As fun as it may be, many people are aware of the risks and dangers associated with trampolines. Falling off, landing on the springs, landing on somebody else; these are all possible dangers many kids face when bouncing around with friends. Now, we have nets to keep kids from flying off and mats to cover those springs. However, even with the safety equipment on and installed properly injuries can still occur.
Therefore, there must be some way in which kids can still have fun on trampolines, but in a much safer manner. That is the work Dr. Keith Alexander has been working toward. As an associate professor of engineering from Canterbury University in New Zealand, Alexander wanted to create a safer trampoline for his daughter. He began his work by making prototypes in his free time at his home. As time passed he then decided to get the university involved within the project.
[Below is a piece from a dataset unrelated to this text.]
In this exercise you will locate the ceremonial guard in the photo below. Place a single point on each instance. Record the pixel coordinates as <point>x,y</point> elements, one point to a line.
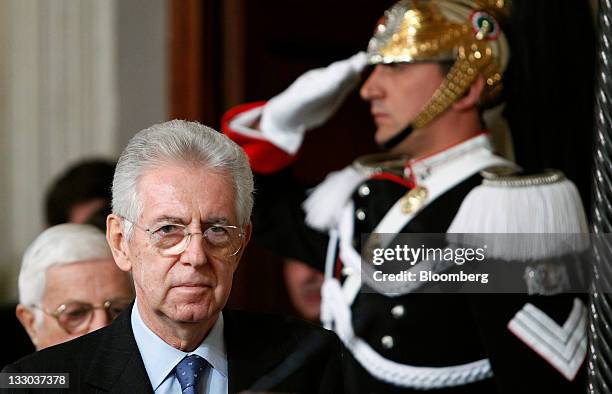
<point>437,65</point>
Dr. Keith Alexander and the University of Canterbury develop the world’s first spring-less trampoline using finite element analysis (FEA).
With the help of his students, lots of research was conducted to come to the conclusion that there are three critical areas of safety concern. These include, the springs of the trampoline, the metal frame, and the ground all around the trampoline. These three areas have been associated with the largest percentage of trampoline related injuries. As a result, Alexander came up with a new design that will address these three areas of concern and overall, create a newly designed trampoline.
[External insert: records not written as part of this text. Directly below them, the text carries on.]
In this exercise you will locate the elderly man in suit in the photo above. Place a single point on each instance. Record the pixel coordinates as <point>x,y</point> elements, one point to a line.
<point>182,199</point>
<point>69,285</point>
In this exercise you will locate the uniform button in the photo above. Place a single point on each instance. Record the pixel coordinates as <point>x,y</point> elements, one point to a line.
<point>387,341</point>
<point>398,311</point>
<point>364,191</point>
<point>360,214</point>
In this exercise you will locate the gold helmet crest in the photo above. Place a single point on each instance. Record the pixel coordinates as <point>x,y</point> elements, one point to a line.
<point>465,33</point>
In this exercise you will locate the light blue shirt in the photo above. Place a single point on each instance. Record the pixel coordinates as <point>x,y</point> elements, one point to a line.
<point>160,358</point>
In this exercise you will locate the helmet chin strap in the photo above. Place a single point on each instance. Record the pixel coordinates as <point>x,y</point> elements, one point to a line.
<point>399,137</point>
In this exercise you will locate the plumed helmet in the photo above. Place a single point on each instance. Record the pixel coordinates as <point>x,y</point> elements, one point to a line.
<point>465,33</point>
To take care of the springs and metal frame area, the design has been changed from horizontal springs attached to the mat to vertically slanted bars. Each of these bars, usually at least 60 or more depending upon the size of the trampoline, are created from fiberglass. Due to the properties of fiberglass, each of these support rods are extremely durable, lightweight, and robust. Each of these support rods then connects to the bottom of the top mat and then to the top of the metal frame at the bottom.
Using a ball and socket type of approach, each rod fits into theses T-shaped cleats and supports the forces of the mat moving up and down. In fact, these cleats were such a complicated piece of the design that they had to get help from a consulting group, Matrix Applied Computing, for the most optimal product.
As a result, Matrix was able to apply their experience with Abaqus finite element analysis (FEA) from SIMULIA to the project. Using the models and simulations, they were able to create a stronger cleat that would increase the overall load capabilities of the trampoline. The final cleat design they came up with uses a little less material and has two ribs for added support in the areas of high stress.